First of all, by segregating themselves from other horseman by calling themselves "Natural Horseman", thereby implying the rest of us are unnatural.

By making it seem like "natural horsemanship" is something special, separate and apart rather than just the principles of good horsmanship. Understanding the horse's body language and herd behavior, training without pain or fear and using pressure and release have been around since Xenophon, and good trainers have been using them since then. Why the need to brand it as something new?

The PT Barnum type marketing approach and product branding of some of the current NH gurus.

The exploititive nature of some of the NH trainers that has lead many novices to believe that they can learn to train horses from watching DVDs.

To sum up, I find the principles of the so called "NH" to be interesting and useful tools for any trainer's tool box. I find some of the current NH trainers to be very interesting, well worth watching and learning from, and incorporate some of their ideas into my own work with horses.

I find the business and marketing phenomenon known as Natural Horsemanship to be ridiculous and some times dangerous.

So that's "what's with all the haters."

This is perfect. Very well said, Maura. I would also add that, at least for me, I think a good bit of the argument (in my case perhaps a bit defensive?) comes from the "NH people" who strictly follow a particular clinician like he/she is a saint to be worshipped, can do no worng, and their particular "way" works on EVERY horse. I am not a fan af ANYONE who cannot see others opinions and goes around with a closed mind. This would not be most prevelant when it comes to NH, Religion and politics. Lol They become almost rabid in their defense of their "god"!
     
    07-23-2011, 09:08 PM
  #30
Yearling
Quote:
Originally Posted by Doe    
Mare care

An interesting question.
The subtle difference is in the motive. Horses can herd and horses can kill. However the difference is in the motivation.
Horses do not hunt their food. A predator by nature relies on flesh as it's food source. Horses may kill but they do not hunt. They graze.

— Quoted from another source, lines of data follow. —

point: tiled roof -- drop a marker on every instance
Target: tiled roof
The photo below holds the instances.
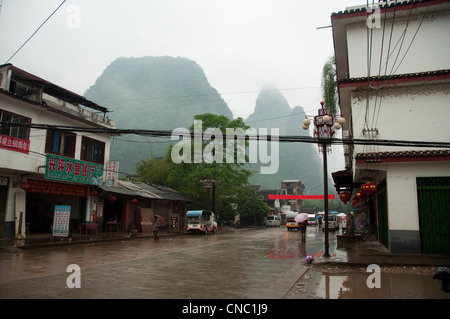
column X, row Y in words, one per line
column 403, row 155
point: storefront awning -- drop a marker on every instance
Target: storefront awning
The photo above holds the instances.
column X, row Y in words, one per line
column 144, row 190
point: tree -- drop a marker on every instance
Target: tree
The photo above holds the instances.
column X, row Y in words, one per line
column 329, row 85
column 153, row 171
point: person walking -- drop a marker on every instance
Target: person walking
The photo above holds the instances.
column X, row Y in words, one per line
column 155, row 229
column 303, row 226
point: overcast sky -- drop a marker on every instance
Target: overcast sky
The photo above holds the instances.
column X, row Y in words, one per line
column 240, row 44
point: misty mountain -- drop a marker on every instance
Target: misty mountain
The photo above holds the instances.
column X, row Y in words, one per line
column 153, row 93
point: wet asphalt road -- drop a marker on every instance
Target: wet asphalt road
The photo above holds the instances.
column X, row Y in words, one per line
column 261, row 263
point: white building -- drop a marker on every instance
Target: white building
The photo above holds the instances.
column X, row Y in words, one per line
column 49, row 163
column 393, row 72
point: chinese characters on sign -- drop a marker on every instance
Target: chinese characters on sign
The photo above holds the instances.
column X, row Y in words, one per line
column 61, row 221
column 15, row 144
column 69, row 169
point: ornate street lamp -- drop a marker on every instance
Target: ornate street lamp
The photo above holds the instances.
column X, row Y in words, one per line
column 324, row 128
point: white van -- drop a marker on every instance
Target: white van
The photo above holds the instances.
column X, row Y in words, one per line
column 272, row 221
column 332, row 223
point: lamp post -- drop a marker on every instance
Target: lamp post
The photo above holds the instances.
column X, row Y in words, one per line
column 324, row 129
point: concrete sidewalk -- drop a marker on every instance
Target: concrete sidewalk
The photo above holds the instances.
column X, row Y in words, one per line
column 373, row 252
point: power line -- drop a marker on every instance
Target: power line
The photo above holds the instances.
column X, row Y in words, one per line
column 35, row 31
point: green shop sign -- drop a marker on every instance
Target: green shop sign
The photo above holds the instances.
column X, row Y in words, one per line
column 71, row 170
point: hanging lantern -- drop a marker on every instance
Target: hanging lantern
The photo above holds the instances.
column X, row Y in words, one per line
column 345, row 197
column 360, row 195
column 369, row 188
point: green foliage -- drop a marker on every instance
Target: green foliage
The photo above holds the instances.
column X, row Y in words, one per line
column 231, row 178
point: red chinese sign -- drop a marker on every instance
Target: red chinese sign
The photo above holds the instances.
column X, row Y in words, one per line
column 35, row 186
column 14, row 144
column 300, row 196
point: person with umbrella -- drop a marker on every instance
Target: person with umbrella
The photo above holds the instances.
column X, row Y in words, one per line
column 302, row 220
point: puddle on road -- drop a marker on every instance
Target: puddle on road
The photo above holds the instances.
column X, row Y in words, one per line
column 352, row 284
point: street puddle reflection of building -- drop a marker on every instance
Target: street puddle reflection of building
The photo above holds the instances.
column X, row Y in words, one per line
column 353, row 285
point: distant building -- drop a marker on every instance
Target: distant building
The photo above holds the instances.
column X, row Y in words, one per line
column 393, row 74
column 292, row 187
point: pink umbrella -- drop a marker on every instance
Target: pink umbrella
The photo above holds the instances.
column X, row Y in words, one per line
column 300, row 218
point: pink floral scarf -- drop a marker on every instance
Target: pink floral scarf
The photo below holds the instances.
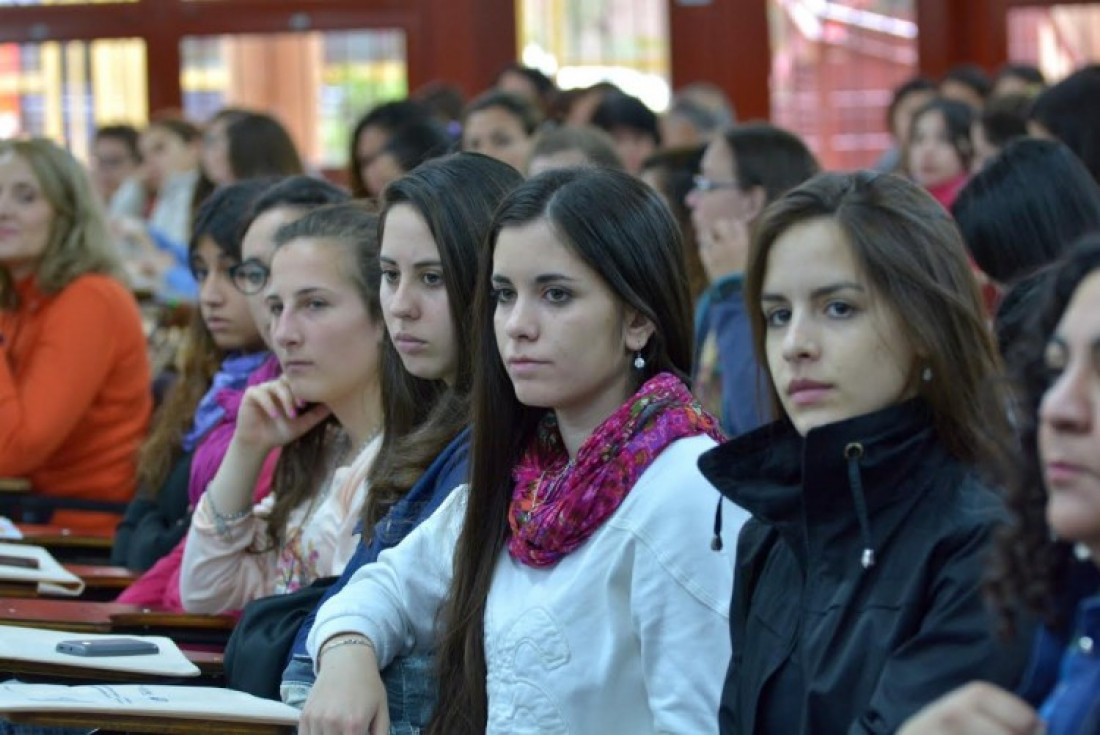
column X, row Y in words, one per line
column 557, row 504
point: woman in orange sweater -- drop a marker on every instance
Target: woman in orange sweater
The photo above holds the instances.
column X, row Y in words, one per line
column 75, row 395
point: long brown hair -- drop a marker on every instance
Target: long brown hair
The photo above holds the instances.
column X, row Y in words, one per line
column 78, row 241
column 622, row 229
column 913, row 256
column 352, row 230
column 455, row 196
column 219, row 220
column 1030, row 567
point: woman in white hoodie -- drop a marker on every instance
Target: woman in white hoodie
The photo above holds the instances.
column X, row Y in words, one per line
column 568, row 590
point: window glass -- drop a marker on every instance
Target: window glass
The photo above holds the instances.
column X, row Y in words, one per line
column 64, row 90
column 582, row 42
column 316, row 83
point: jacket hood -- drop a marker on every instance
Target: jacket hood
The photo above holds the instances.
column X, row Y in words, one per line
column 815, row 484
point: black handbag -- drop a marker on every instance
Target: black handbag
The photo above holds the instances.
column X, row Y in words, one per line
column 259, row 649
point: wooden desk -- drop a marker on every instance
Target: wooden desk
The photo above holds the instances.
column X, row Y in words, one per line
column 119, row 723
column 100, row 583
column 81, row 616
column 63, row 538
column 67, row 545
column 210, row 665
column 14, row 485
column 62, row 614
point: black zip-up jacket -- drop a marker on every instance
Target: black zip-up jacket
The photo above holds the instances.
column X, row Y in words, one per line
column 857, row 598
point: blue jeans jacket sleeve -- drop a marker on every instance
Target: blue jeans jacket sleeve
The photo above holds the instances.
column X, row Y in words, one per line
column 410, row 682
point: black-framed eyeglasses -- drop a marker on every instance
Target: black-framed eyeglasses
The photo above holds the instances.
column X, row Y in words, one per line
column 704, row 184
column 250, row 276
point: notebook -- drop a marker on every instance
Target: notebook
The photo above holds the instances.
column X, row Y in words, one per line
column 21, row 562
column 153, row 700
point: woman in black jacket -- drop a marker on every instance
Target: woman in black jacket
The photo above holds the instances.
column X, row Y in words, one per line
column 857, row 596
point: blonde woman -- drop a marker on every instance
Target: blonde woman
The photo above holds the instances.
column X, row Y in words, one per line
column 75, row 394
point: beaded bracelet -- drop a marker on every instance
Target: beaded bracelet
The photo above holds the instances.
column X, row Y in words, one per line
column 221, row 522
column 351, row 640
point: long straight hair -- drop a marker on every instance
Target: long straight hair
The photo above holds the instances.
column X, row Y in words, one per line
column 78, row 241
column 219, row 220
column 351, row 230
column 457, row 196
column 624, row 231
column 913, row 256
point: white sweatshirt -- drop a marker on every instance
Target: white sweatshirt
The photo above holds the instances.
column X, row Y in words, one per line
column 627, row 634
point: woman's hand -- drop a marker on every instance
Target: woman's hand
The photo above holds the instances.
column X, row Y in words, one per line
column 977, row 708
column 348, row 697
column 271, row 416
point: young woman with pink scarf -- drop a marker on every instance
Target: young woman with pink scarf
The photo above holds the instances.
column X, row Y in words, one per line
column 571, row 587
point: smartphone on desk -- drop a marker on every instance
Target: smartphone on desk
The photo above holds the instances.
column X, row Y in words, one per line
column 108, row 647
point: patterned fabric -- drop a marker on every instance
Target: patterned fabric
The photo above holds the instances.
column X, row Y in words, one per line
column 558, row 503
column 233, row 374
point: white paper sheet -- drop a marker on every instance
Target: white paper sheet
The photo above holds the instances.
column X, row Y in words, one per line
column 51, row 576
column 194, row 702
column 8, row 529
column 37, row 645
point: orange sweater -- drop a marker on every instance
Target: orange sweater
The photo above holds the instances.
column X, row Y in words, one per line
column 75, row 394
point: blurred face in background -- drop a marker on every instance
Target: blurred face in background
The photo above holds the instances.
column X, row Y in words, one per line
column 166, row 154
column 25, row 217
column 497, row 133
column 112, row 162
column 216, row 153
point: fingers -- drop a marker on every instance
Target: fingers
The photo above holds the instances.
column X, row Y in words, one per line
column 274, row 398
column 381, row 724
column 976, row 709
column 1004, row 710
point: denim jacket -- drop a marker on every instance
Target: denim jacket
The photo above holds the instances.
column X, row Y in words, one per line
column 1064, row 677
column 410, row 682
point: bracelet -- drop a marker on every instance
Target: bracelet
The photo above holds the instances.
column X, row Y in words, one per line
column 221, row 522
column 351, row 640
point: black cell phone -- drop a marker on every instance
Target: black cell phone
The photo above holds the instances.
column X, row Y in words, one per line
column 108, row 647
column 22, row 562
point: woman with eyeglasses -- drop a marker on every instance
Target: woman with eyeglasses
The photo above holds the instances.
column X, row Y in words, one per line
column 273, row 206
column 741, row 172
column 223, row 347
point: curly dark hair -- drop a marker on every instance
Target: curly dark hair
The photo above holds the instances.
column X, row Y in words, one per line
column 1029, row 566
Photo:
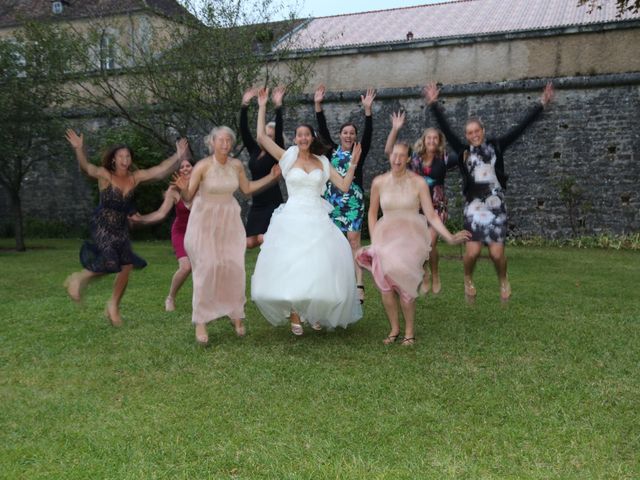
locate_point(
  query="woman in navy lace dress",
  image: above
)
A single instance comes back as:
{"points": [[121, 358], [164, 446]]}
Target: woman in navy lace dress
{"points": [[109, 250]]}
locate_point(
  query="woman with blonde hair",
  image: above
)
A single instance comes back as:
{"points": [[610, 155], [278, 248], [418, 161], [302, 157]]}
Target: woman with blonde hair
{"points": [[215, 237], [431, 161]]}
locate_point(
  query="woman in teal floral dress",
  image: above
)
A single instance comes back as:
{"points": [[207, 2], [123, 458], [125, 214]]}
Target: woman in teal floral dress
{"points": [[348, 208]]}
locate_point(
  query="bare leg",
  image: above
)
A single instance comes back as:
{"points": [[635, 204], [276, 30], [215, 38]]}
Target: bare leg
{"points": [[178, 279], [119, 287], [434, 258], [355, 243], [239, 326], [409, 313], [390, 302], [471, 254], [77, 282], [497, 254], [202, 336]]}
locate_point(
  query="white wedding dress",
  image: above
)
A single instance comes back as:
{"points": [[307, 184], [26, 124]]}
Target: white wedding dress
{"points": [[305, 262]]}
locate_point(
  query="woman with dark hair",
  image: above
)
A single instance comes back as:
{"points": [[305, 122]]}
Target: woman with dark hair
{"points": [[400, 241], [484, 181], [109, 250], [178, 229], [348, 207], [431, 161], [305, 267], [260, 163]]}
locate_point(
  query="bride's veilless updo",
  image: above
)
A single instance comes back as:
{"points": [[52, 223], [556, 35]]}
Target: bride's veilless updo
{"points": [[318, 146]]}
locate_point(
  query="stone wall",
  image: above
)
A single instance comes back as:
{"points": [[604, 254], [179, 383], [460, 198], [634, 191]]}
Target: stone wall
{"points": [[589, 134]]}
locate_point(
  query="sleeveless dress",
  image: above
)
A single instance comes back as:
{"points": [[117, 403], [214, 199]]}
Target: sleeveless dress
{"points": [[305, 262], [400, 244], [215, 242], [179, 228], [110, 247]]}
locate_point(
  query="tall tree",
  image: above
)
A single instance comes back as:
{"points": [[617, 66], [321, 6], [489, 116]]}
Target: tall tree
{"points": [[30, 78]]}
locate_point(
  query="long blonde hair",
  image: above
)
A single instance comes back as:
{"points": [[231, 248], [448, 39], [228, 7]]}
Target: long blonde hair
{"points": [[419, 147]]}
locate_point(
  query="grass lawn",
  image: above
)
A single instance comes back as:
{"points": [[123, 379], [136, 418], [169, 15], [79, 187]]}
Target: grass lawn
{"points": [[547, 387]]}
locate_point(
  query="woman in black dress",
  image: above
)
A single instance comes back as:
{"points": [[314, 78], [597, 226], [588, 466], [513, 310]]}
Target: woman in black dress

I think that is a matter of semantics.

A herd of secretaries descend on the lunch buffet to graze on a big veggie plate.

Horses hunting for more nutritious and sustaining grass to fatten for winter.

Horses hunt for shelter.

People that flock together like a herd even though they don't agree with each other.

I don't kill for sport.
Does that make me a prey animal?

We are more alike than many want to consider.

I can spook at a strange shape.
I can go off my feed if I am too hot or cold or in a strange place.
I am relaxed with friends and nervous around strangers that I do not know their intentions.
I don't like being told what to do and like being asked.
My feet are sore without shoes but if I go barefoot for a month or so they toughen up.

Look of the similarities and not the differences.